Journal de Sisyphe (9)
Lundi
Nous marchons dans la rue, au hasard des embranchements, avec pour seul objectif de consacrer notre temps à ne rien foutre. A l'occasion d'une ruelle un peu étroite, une femme en tailleur me frôle, plante son talon entre deux pavés, et prend bien soin de se vautrer joyeusement sur le sol. Alors que je m'arrête pour l'aider à se relever, Anna stoppe mon geste et lance à l'inconnue :
- Ça t'apprendra ! T'as essayé de marcher sur les mains, aussi ?
Elle fait volte face, et vu que je suis faible et influençable, je la suis.

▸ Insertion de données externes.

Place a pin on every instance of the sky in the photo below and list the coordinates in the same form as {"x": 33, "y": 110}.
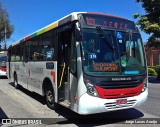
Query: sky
{"x": 28, "y": 16}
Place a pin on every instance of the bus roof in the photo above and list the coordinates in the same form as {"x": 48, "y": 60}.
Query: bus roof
{"x": 70, "y": 17}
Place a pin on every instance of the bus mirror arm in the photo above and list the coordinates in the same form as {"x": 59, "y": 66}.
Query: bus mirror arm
{"x": 77, "y": 35}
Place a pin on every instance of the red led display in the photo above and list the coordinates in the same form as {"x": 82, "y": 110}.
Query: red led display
{"x": 108, "y": 21}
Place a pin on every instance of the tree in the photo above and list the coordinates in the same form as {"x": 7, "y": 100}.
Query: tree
{"x": 150, "y": 21}
{"x": 6, "y": 28}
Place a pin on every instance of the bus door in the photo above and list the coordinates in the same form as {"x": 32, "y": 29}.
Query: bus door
{"x": 64, "y": 50}
{"x": 25, "y": 72}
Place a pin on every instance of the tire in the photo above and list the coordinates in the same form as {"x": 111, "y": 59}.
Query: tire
{"x": 16, "y": 85}
{"x": 49, "y": 95}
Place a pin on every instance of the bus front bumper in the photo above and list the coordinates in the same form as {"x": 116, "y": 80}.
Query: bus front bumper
{"x": 91, "y": 105}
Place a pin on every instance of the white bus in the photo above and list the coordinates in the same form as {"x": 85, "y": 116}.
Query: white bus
{"x": 87, "y": 62}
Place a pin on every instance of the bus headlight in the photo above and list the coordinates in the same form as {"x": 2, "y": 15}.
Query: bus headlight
{"x": 91, "y": 90}
{"x": 144, "y": 85}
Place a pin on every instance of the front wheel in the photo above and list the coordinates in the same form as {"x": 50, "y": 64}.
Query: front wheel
{"x": 49, "y": 94}
{"x": 16, "y": 85}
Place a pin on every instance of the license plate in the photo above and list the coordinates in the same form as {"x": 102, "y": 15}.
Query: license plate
{"x": 122, "y": 101}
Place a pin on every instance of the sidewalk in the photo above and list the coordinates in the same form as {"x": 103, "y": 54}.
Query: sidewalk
{"x": 153, "y": 79}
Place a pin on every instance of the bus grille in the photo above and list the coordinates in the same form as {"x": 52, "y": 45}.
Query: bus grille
{"x": 119, "y": 84}
{"x": 113, "y": 105}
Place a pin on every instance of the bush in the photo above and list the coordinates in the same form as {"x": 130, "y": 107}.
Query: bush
{"x": 152, "y": 72}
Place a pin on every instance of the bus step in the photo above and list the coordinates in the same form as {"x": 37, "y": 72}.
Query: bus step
{"x": 65, "y": 103}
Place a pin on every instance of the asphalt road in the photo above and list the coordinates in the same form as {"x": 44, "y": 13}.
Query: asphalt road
{"x": 23, "y": 104}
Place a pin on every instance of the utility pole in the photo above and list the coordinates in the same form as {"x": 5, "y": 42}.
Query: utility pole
{"x": 5, "y": 38}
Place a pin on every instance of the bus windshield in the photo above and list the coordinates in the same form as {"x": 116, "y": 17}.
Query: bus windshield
{"x": 126, "y": 57}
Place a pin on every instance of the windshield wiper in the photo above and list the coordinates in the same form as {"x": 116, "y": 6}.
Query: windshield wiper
{"x": 110, "y": 44}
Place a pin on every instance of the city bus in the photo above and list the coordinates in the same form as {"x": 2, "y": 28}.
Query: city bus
{"x": 3, "y": 61}
{"x": 88, "y": 62}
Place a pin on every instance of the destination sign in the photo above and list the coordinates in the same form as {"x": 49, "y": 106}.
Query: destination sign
{"x": 105, "y": 67}
{"x": 108, "y": 21}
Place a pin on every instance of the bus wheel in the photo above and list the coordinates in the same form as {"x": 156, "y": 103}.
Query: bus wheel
{"x": 50, "y": 97}
{"x": 16, "y": 85}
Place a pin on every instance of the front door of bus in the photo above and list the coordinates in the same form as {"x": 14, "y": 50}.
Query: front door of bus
{"x": 64, "y": 41}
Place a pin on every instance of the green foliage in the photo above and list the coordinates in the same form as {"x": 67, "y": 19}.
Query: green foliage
{"x": 4, "y": 22}
{"x": 151, "y": 67}
{"x": 152, "y": 72}
{"x": 150, "y": 22}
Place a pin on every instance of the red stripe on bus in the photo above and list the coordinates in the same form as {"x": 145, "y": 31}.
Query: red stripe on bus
{"x": 27, "y": 38}
{"x": 118, "y": 93}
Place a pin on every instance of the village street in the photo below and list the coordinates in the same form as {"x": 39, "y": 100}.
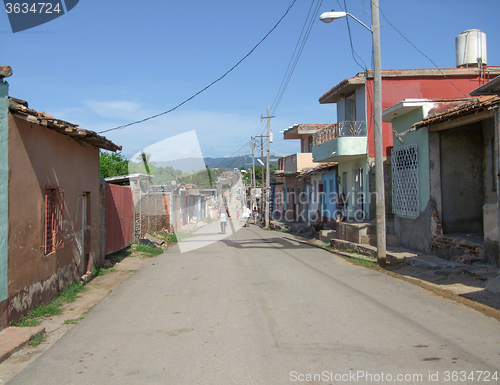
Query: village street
{"x": 262, "y": 307}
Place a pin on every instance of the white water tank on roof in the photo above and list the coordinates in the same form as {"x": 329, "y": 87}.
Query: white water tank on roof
{"x": 471, "y": 48}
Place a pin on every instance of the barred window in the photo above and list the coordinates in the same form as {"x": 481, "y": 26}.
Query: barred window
{"x": 405, "y": 188}
{"x": 54, "y": 230}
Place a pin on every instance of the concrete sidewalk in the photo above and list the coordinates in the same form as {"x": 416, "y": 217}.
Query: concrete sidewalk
{"x": 14, "y": 338}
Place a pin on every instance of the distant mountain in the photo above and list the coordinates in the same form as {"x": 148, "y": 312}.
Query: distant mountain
{"x": 197, "y": 164}
{"x": 244, "y": 161}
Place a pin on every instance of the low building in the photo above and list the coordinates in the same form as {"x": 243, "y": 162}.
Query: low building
{"x": 444, "y": 176}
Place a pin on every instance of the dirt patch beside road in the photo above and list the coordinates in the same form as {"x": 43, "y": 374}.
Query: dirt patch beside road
{"x": 464, "y": 285}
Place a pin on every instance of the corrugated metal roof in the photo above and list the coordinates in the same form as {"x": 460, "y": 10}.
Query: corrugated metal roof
{"x": 19, "y": 108}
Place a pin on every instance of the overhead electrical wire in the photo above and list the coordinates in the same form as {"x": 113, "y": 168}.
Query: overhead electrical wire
{"x": 211, "y": 84}
{"x": 353, "y": 51}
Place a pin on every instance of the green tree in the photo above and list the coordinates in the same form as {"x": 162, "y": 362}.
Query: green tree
{"x": 113, "y": 164}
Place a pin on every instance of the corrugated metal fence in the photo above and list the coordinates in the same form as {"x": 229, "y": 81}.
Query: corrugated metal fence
{"x": 119, "y": 217}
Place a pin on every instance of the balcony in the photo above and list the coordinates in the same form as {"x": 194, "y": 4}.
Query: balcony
{"x": 340, "y": 142}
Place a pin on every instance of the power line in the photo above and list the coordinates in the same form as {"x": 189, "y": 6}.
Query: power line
{"x": 423, "y": 54}
{"x": 299, "y": 47}
{"x": 211, "y": 84}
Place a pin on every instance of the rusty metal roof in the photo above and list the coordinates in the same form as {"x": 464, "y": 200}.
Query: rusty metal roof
{"x": 297, "y": 130}
{"x": 19, "y": 108}
{"x": 453, "y": 110}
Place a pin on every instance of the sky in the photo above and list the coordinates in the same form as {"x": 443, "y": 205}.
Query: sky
{"x": 109, "y": 63}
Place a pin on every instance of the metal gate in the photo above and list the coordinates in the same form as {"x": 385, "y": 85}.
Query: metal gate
{"x": 119, "y": 218}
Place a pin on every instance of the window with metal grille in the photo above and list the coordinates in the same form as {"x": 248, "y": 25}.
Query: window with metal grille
{"x": 405, "y": 188}
{"x": 54, "y": 230}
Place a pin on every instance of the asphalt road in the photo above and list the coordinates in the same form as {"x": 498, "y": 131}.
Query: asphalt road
{"x": 261, "y": 307}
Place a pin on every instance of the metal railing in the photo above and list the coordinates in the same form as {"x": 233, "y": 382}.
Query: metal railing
{"x": 340, "y": 130}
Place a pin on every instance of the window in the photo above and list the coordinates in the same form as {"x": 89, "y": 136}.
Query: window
{"x": 350, "y": 108}
{"x": 405, "y": 188}
{"x": 54, "y": 230}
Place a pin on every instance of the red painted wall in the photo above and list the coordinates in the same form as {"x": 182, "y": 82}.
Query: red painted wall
{"x": 395, "y": 90}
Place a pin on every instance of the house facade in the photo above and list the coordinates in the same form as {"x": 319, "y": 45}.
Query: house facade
{"x": 50, "y": 199}
{"x": 444, "y": 173}
{"x": 350, "y": 142}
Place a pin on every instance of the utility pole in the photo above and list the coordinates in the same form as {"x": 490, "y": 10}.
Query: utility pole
{"x": 379, "y": 152}
{"x": 268, "y": 173}
{"x": 262, "y": 185}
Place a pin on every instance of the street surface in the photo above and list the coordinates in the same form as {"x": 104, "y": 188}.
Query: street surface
{"x": 262, "y": 307}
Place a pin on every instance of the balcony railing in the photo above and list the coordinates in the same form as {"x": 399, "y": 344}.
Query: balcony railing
{"x": 340, "y": 130}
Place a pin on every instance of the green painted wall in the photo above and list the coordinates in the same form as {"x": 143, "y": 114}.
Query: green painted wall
{"x": 4, "y": 189}
{"x": 421, "y": 139}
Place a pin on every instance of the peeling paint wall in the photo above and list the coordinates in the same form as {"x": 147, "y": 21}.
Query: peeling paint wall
{"x": 39, "y": 157}
{"x": 4, "y": 199}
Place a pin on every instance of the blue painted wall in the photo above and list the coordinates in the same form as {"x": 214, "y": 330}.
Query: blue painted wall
{"x": 330, "y": 190}
{"x": 4, "y": 189}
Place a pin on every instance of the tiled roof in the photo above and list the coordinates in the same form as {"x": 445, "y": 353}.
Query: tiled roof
{"x": 360, "y": 78}
{"x": 448, "y": 111}
{"x": 19, "y": 108}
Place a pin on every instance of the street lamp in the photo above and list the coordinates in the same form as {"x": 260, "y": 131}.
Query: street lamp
{"x": 328, "y": 17}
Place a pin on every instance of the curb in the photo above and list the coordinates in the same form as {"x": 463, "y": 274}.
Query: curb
{"x": 14, "y": 338}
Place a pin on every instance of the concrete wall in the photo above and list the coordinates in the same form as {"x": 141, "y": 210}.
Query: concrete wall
{"x": 462, "y": 187}
{"x": 329, "y": 180}
{"x": 38, "y": 157}
{"x": 4, "y": 201}
{"x": 348, "y": 167}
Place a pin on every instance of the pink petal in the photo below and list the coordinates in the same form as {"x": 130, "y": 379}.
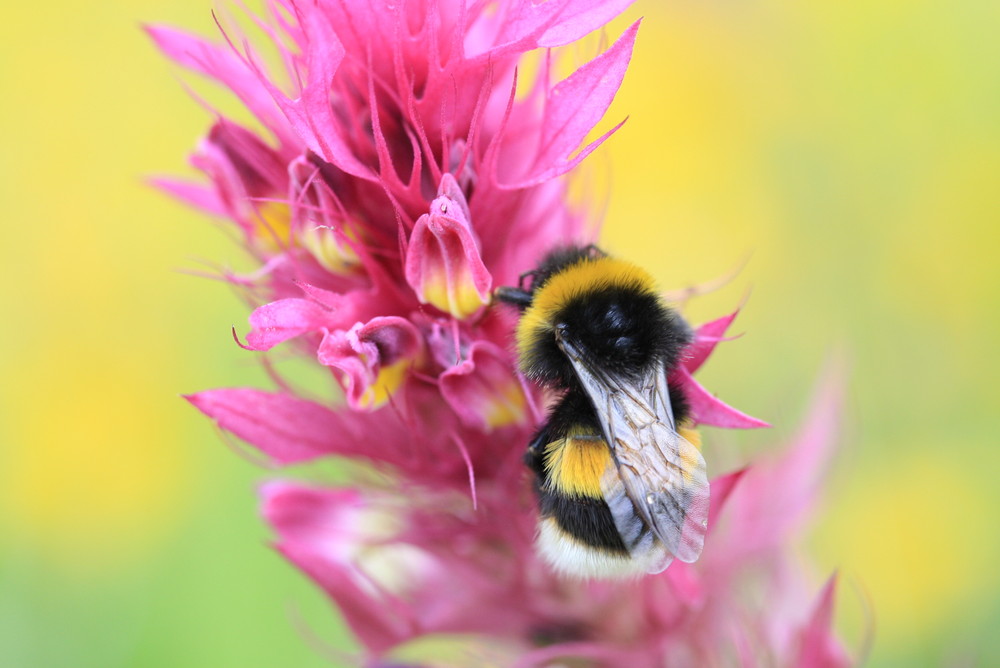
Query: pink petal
{"x": 819, "y": 647}
{"x": 775, "y": 497}
{"x": 284, "y": 427}
{"x": 483, "y": 389}
{"x": 443, "y": 262}
{"x": 706, "y": 337}
{"x": 284, "y": 319}
{"x": 322, "y": 531}
{"x": 581, "y": 18}
{"x": 223, "y": 65}
{"x": 574, "y": 106}
{"x": 368, "y": 358}
{"x": 311, "y": 114}
{"x": 379, "y": 621}
{"x": 707, "y": 409}
{"x": 686, "y": 584}
{"x": 722, "y": 488}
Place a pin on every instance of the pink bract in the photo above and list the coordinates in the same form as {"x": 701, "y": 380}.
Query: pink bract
{"x": 403, "y": 172}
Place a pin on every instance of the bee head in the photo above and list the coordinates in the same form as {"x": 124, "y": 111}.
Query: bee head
{"x": 609, "y": 312}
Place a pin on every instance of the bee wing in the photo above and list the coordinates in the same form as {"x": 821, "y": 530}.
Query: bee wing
{"x": 663, "y": 475}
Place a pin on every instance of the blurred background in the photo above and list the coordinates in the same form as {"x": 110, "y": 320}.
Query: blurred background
{"x": 850, "y": 150}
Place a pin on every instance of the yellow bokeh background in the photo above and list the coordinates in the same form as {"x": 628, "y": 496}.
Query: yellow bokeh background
{"x": 850, "y": 150}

- On s'était pas mis d'accord ? « Je ne mordrai plus en public, même si une femme à talons tombe devant moi »
- Navrée, je manque à tous mes devoirs. Mais t'étais quand-même prêt à la remettre sur pieds comme si de rien n'était.
- Jalouse.
- Va te faire foutre.
Mardi
A quoi peut-on déterminer que l'on connaît une personne ? Est-ce une accumulation de détails maîtrisés à son propos qui permettent de le prétendre ?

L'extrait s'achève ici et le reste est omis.